The overture has begun and the lights are dimmed. The last member of the audience has found a seat and the stage is ready. When the last of the music dies away, the first actor appears on stage.
It is this person’s duty to give a highly produced and electronically supported list of reasons to attend other events hosted by the theater. They warm the audience with carefully selected humor and wit. After all, this person is the opening act. The reasons given are in some ways a plea for support, but they are disguised as “fun” activities.
When it seems that the audience is about to lose interest, the theme quickly segues into a topic that is connected to the opening number, and before you can realize it, the show has begun. Each song is carefully selected to support the “main” theme, and the pauses are filled with music that trails quickly into either the next song or the next dialogue.
It is as though it would be a crime to have a moment of silence. Large screens proclaim the script so that the audience won’t miss a single line. The sound and light systems are carefully designed to enhance the show. The staff needed to operate the equipment often outnumbers the actual cast.
Have you seen this show? It plays all across our land each Sunday morning. We call it “Church”. Only we don’t usually describe it with such little reverence. We use words like “worship” and “spirit” and “ministry”. We are very careful not to give the impression of a “show”. Or are we? Or should we?

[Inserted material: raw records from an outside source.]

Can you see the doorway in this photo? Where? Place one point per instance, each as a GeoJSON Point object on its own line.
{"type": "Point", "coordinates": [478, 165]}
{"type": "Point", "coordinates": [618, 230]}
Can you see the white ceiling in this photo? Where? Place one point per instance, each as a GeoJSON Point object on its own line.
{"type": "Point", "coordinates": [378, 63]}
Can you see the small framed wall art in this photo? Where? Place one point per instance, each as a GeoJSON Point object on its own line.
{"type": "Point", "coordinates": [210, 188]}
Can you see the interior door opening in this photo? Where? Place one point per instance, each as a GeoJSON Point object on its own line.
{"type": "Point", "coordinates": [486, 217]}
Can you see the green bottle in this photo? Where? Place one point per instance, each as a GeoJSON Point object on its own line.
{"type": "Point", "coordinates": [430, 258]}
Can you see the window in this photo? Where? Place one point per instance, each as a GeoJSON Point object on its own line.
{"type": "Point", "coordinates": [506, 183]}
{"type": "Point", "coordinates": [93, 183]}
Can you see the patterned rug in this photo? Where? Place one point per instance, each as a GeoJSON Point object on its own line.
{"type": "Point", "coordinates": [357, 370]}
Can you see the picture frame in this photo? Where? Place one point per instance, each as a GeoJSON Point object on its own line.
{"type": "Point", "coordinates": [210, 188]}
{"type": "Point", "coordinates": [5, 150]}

Before you assume that this column is a platform on which I am going to stomp around with a “Thou shalt not use high-tech devices” attitude, I ask you to hear me out. You see, I firmly believe in technology as a tool and I think that it is a shame for a church to not employ its wonderful benefits for outreach.
Recently, I was in my local Christian bookstore. I was looking for some of my favorite concert videos and movies in the new DVD format. In short, I went away sorrowfully. I was told that as yet I could not get them in this format. Bummer! The clerk explained that the reason was because the publishers were waiting to see if the DVD format “catches on” before they release the Christian products. I really understand this and I don’t think that they are wrong. I’m still bummed though.
But this did get me to thinking. Have we allowed the same mentality to determine our course in the church? Have we sat on our hands while the world wooed and entertained our “mission field”? What can we do to catch their interest?
We must first identify whom we are trying to reach. God has a message for everyone, but He gave us the task of getting the message to them.
We live in an electronic age. It is filled with cell phones, beepers, pocket organizers, and laptops. For the last several years, I am told that computers have outsold televisions. There is no doubt that we are in the 21st century! And we are yet to see where all this goes! Hang on to your hat!
What does this mean to the church? I think it’s simple. We must be using every avenue possible to proclaim the gospel. In the Parable of the Talents found in Matthew 25, Jesus explains how the faithful servants took their talents and used them to develop more. They turned the talents into tools. We have this wonderful tool box from which to draw. Rather than decry it as a tool of the devil, we should employ technology as an effective method to pique their interest and bring the lost to salvation.
As an example, when I was a child, we would not think of going to church without our Bible. Today, most people do not carry their Bible to church. Most seekers do not even own one. Perhaps it is our duty to put the Word before their eyes. What better way than by projecting it on a large screen for all to see?
Jesus spoke to the crowds from mountaintops and hillsides. He preached from a boat and in the synagogue and He gave His greatest sermon from a cross.
Paul found Mars Hill from which to preach as well as prison. They both used the props and tools available to them. We should do the same. Never compromise the message to enhance the show, but don’t make the method sacred either. Your ministry is God’s gift to you. Guard it, but use it!
I expect to give more specific examples of how to use the tools of technology to enhance ministry in upcoming issues. Until then, you are in my prayers.